Sorbitol has 2.6 calories per gram (sugar has 4) and is 50 to 70 percent less sweet than sugar. It is found naturally in many fruits and vegetables, apples, apricots, avocados, cherries, peaches and plums, but is usually manufactured from corn syrup.

2. Xylitol

Xylitol contains 2.4 calories per gram and is only 5 percent less sweet than sugar (while containing 40 percent fewer calories!) It can be made from birch wood, corncobs, and sugar cane stalks, and can be found naturally in many fruits and vegetables and in some grains.

Most healthy adults can tolerate between 50 to 70 grams per day without experiencing gastrointestinal side effects, though it's also possible to build up a tolerance to these effects if you consume high amounts of xylitol regularly, though we still don't really recommend it!    

It tends to be used in chewing gum, breath mints, diet soda, jams and jellies, gumdrops, hard candies, chocolate ice cream and cookies, as well as some non-food products like toothpastes, mouthwash, multivitamins, and cough syrups.

Note also that xylitol has one effect that's unique among sugar alcohols and that you should definitely be aware of. It can be extremely toxic to dogs, so keep your xylitol flavored goodies far away from Fido!!

3. Maltitol

Maltitol has 2.1 calories per gram and is about 75 percent as sweet as sugar. It can be made from maltose extracted from wheat, tapicoca, or corn. It tends to be used in sugar-free hard candies, chewing gum, chocolate flavored desserts, baked goods and ice cream, where it can help add a creamy flavor. To avoid tummy troubles, stay under 100 grams (about 3.5 ounces) per day.

4. Mannitol

Mannitol has 1.6 calories per gram and is between 50 and 80 percent as sweet and sugar. It can be found naturally in plants like strawberries, mushrooms, onions, pineapples, olives, onions, asparagus,, sweet potatoes and carrots. It can be manufactured from cornstarch or seaweed, and may be more likely than some other sugar alcohols to cause bloating and diarrhea because it tends to stay for a long time in the intestines.

Mannitol is also occasionally used as a medication for cases of kidney failure, glaucoma, or acute trauma. It is often found in hard candies, dried fruits, chewing gums, and chewable tablets, and can have a strong cooling effect depending on how it is prepared.

5. Lactitol

Lactitol has about 2 calories per gram and is between 30-40 percent as sweet as sugar.

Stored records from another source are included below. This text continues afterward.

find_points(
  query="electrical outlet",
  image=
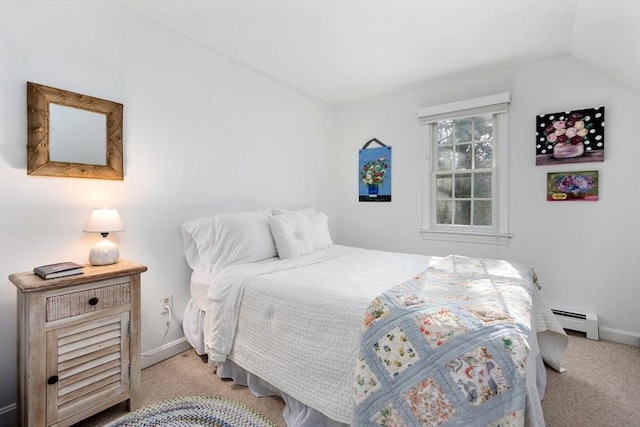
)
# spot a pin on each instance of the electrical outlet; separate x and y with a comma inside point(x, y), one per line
point(166, 300)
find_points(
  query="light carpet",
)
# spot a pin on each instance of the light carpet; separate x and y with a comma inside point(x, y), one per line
point(599, 388)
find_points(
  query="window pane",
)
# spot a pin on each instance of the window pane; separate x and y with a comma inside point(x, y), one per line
point(445, 158)
point(462, 129)
point(463, 156)
point(463, 212)
point(482, 213)
point(463, 186)
point(482, 185)
point(483, 155)
point(445, 132)
point(444, 187)
point(443, 212)
point(482, 127)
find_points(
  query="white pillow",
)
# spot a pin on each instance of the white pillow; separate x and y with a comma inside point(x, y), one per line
point(242, 237)
point(306, 211)
point(197, 242)
point(320, 235)
point(292, 234)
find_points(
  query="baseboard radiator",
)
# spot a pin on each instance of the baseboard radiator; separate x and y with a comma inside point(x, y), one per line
point(583, 322)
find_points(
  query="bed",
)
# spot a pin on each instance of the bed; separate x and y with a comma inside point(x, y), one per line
point(276, 306)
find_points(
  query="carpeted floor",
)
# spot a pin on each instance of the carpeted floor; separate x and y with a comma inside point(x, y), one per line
point(600, 387)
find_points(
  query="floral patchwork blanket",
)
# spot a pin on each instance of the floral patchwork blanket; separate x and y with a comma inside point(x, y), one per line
point(448, 347)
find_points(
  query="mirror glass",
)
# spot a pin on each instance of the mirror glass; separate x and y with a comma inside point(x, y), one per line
point(76, 135)
point(73, 135)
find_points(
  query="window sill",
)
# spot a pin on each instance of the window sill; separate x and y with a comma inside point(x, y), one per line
point(467, 236)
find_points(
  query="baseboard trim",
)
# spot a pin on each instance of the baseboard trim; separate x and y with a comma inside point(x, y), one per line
point(623, 337)
point(168, 350)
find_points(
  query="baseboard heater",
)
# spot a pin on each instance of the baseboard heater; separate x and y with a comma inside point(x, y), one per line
point(582, 322)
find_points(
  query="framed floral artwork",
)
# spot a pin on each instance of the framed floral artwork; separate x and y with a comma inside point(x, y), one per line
point(374, 174)
point(570, 137)
point(570, 186)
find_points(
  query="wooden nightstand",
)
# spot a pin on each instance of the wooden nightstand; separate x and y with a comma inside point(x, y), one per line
point(78, 343)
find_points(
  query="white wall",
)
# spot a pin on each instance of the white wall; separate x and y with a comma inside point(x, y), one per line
point(586, 254)
point(202, 133)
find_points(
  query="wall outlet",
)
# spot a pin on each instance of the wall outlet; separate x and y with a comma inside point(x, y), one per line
point(166, 300)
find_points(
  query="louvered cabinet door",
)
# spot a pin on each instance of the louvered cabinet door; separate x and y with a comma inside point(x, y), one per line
point(78, 343)
point(87, 364)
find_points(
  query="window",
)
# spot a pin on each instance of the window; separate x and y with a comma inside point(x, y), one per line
point(465, 170)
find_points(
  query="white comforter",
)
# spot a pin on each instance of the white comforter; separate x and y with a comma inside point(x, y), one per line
point(285, 333)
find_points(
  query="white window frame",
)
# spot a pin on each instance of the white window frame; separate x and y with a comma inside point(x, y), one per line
point(498, 234)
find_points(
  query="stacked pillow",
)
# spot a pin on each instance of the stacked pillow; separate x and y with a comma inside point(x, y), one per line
point(300, 232)
point(239, 237)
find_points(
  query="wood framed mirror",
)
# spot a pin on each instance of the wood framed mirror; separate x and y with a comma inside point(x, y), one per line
point(73, 135)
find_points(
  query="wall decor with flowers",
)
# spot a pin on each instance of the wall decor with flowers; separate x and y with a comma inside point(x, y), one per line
point(374, 173)
point(570, 137)
point(570, 186)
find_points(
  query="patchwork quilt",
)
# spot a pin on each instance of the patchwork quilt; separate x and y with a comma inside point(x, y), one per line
point(447, 347)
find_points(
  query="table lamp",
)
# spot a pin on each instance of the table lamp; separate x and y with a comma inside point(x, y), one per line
point(104, 221)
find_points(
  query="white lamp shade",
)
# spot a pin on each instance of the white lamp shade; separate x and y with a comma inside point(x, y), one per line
point(103, 220)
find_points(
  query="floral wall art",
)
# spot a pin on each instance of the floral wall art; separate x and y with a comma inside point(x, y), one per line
point(374, 176)
point(568, 186)
point(570, 137)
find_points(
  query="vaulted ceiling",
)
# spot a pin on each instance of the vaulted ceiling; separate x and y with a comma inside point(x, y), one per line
point(351, 50)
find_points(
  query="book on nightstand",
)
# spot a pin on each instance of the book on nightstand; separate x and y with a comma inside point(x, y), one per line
point(59, 269)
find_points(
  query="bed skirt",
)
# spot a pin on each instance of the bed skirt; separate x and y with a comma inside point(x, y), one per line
point(296, 414)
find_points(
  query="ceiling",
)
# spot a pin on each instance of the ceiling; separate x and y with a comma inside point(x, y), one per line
point(347, 51)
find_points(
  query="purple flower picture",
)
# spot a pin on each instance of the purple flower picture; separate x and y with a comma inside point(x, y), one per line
point(567, 186)
point(570, 137)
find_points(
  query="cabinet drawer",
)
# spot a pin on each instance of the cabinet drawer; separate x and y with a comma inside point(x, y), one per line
point(86, 301)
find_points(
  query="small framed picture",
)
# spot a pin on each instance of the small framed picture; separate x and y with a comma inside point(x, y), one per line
point(572, 186)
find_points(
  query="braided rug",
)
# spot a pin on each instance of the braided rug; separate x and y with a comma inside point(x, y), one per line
point(194, 411)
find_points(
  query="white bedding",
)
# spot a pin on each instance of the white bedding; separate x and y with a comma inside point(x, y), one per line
point(286, 336)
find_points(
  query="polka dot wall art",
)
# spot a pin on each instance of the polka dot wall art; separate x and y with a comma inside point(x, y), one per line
point(570, 137)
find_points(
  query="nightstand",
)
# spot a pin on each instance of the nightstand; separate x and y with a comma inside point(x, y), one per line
point(78, 343)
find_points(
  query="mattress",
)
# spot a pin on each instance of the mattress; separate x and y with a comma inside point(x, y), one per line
point(259, 317)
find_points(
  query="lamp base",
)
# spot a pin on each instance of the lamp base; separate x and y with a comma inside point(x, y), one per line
point(104, 252)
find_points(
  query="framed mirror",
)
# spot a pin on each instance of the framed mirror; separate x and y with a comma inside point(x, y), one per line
point(73, 135)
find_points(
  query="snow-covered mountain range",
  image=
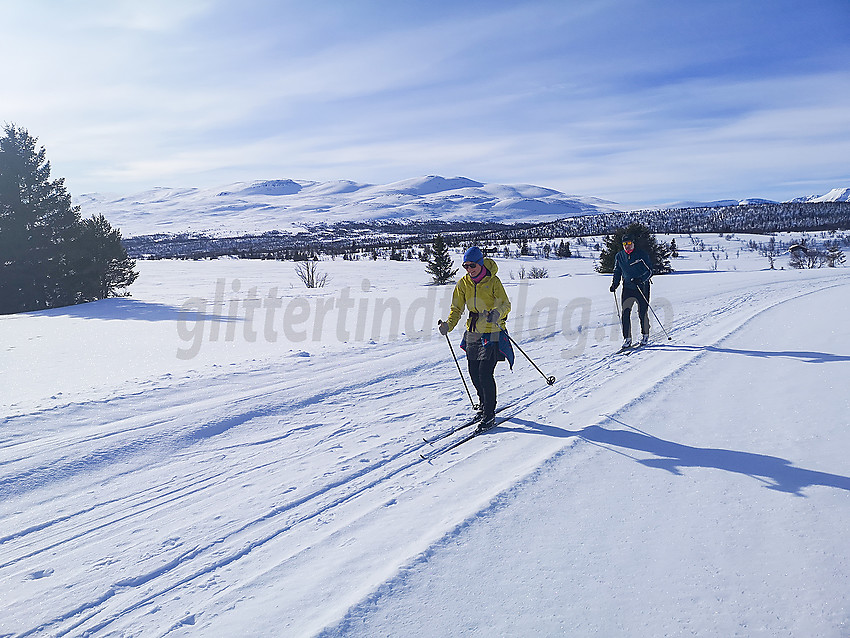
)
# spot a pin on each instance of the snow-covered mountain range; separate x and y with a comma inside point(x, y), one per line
point(286, 204)
point(835, 195)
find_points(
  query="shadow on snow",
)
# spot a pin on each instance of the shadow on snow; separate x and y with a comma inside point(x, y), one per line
point(779, 474)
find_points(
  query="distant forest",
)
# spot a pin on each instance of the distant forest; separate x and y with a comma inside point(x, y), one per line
point(402, 240)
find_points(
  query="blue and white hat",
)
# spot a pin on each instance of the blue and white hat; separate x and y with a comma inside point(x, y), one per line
point(473, 255)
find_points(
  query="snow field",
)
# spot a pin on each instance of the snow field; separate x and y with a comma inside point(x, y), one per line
point(274, 487)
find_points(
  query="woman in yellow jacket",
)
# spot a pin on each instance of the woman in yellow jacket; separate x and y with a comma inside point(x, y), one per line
point(485, 341)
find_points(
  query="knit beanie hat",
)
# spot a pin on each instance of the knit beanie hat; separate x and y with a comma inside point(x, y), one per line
point(473, 255)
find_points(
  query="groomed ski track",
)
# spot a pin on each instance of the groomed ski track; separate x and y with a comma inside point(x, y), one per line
point(229, 471)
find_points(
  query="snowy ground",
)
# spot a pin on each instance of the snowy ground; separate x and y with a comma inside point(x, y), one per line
point(226, 453)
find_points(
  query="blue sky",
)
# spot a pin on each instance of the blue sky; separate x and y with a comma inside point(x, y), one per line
point(636, 101)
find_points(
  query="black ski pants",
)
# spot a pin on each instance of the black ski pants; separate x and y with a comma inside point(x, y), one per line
point(482, 366)
point(632, 296)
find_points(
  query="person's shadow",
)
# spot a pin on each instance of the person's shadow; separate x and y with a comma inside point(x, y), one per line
point(778, 474)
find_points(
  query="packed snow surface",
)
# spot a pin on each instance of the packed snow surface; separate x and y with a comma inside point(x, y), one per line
point(227, 453)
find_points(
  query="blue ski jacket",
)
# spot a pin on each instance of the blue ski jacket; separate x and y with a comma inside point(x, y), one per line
point(634, 269)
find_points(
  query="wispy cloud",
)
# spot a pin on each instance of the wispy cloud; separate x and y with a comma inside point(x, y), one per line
point(638, 101)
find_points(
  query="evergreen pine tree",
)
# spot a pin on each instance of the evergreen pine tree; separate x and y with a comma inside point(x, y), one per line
point(658, 252)
point(440, 263)
point(48, 254)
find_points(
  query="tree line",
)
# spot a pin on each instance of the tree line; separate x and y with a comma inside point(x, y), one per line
point(49, 255)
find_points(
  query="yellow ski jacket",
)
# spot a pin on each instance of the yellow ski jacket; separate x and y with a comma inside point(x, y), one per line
point(488, 294)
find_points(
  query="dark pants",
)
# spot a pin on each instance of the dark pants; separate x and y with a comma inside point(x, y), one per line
point(482, 365)
point(632, 296)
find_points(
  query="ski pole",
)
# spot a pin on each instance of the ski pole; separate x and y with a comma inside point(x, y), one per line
point(549, 380)
point(468, 393)
point(669, 338)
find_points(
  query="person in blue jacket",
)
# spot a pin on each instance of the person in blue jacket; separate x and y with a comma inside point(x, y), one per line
point(634, 267)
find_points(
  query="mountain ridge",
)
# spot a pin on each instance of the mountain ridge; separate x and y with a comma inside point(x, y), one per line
point(290, 205)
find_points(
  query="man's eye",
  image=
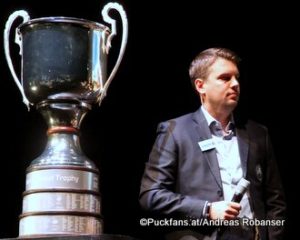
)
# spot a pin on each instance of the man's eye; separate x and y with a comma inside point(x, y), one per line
point(225, 78)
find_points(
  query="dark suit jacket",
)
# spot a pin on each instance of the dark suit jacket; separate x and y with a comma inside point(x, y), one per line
point(179, 178)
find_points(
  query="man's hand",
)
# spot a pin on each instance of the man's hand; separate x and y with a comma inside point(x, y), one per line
point(224, 210)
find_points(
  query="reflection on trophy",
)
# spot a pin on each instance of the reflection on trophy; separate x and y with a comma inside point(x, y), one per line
point(63, 72)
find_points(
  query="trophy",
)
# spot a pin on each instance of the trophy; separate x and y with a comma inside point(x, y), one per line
point(63, 73)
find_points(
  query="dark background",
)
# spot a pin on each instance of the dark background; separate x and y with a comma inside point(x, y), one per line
point(152, 85)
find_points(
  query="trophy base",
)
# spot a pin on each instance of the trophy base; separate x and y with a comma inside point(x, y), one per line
point(61, 201)
point(87, 237)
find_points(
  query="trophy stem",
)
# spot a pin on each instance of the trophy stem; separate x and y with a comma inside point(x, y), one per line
point(62, 185)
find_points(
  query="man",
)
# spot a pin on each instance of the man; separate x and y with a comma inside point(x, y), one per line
point(199, 158)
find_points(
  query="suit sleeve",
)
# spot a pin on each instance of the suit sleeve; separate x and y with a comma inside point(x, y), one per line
point(275, 200)
point(157, 192)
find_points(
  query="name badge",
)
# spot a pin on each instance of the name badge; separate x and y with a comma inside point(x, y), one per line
point(206, 145)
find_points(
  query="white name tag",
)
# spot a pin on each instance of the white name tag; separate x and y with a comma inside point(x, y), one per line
point(206, 145)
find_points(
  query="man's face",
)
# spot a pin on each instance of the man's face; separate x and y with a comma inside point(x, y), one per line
point(221, 89)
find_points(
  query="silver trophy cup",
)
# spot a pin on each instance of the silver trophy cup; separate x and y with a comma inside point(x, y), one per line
point(63, 72)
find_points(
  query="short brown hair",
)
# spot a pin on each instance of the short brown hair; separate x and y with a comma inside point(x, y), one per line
point(200, 65)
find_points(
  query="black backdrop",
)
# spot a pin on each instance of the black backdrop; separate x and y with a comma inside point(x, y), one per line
point(152, 85)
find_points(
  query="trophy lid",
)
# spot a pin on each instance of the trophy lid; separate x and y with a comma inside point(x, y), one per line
point(71, 20)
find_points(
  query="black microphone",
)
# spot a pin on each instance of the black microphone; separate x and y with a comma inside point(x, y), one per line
point(240, 190)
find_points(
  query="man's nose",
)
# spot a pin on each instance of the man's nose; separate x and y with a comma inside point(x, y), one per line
point(234, 82)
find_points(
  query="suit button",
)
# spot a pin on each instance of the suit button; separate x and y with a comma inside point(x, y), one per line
point(220, 193)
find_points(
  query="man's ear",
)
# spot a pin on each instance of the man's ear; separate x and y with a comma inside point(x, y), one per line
point(199, 85)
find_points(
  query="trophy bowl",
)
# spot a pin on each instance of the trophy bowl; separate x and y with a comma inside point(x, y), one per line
point(63, 72)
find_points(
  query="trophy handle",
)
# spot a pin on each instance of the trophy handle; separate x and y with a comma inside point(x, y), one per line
point(18, 40)
point(111, 21)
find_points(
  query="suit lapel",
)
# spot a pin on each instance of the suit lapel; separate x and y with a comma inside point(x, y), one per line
point(209, 155)
point(243, 142)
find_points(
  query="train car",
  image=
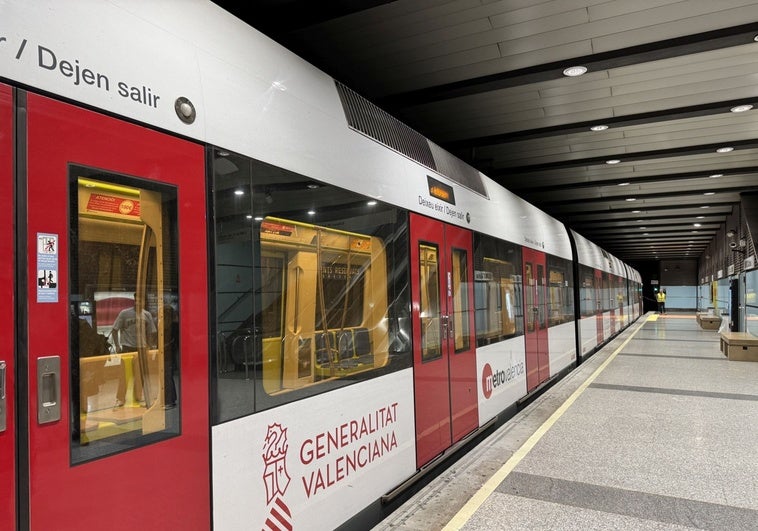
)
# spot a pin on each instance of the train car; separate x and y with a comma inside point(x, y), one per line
point(242, 296)
point(609, 295)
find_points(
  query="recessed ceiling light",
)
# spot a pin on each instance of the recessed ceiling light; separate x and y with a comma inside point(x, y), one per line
point(574, 71)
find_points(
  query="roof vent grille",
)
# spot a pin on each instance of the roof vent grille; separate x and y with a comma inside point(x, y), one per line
point(367, 118)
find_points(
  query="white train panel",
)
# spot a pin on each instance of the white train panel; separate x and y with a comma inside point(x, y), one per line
point(340, 450)
point(502, 381)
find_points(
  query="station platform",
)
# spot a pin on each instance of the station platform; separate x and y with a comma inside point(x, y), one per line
point(657, 430)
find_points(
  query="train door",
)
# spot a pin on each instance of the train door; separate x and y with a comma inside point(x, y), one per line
point(114, 332)
point(7, 318)
point(535, 312)
point(598, 288)
point(443, 336)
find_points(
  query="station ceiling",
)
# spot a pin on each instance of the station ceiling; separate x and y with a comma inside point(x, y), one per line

Since it is made from whey, it gets its name from milk, not laxatives, though, like most of its sugar-alcohol comrades, lactitol can indeed have a laxative effect. To avoid bloating and diarrhea, stay under 20 grams a day.

Lactitol has a similar taste to sugar and works similarly in cooking, so it is often found in sugar-free or sugar-reduced frozen desserts, chocolates, hard and soft candies, baked goods, preserves, and chewing gums.

6. Isomalt

Isomalt has about 2 calories per gram is derived from the sugar found in beets. It is between 45 and 65 percent as sweet as sugar, and you should stop at 50 grams (1.76 ounces) per day if you don't want to invite intestinal issues.

Isomalt can be found in many of the usual sugar-free suspects, (hard candies, toffee, cough drops, wafers, fudge, cereals, fruit spreads, jams and preserves) but you may also encounter it in frozen and smoked fish!

7. Erythritol

Erythritol contains nearly 0 calories and is 60 to 80 percent as sweet as sugar. You may encounter in naturally in pears, soy sauce, and watermelon, but the erythritol used in processed food is usually created when yeast ferments glucose from corn or wheat starch.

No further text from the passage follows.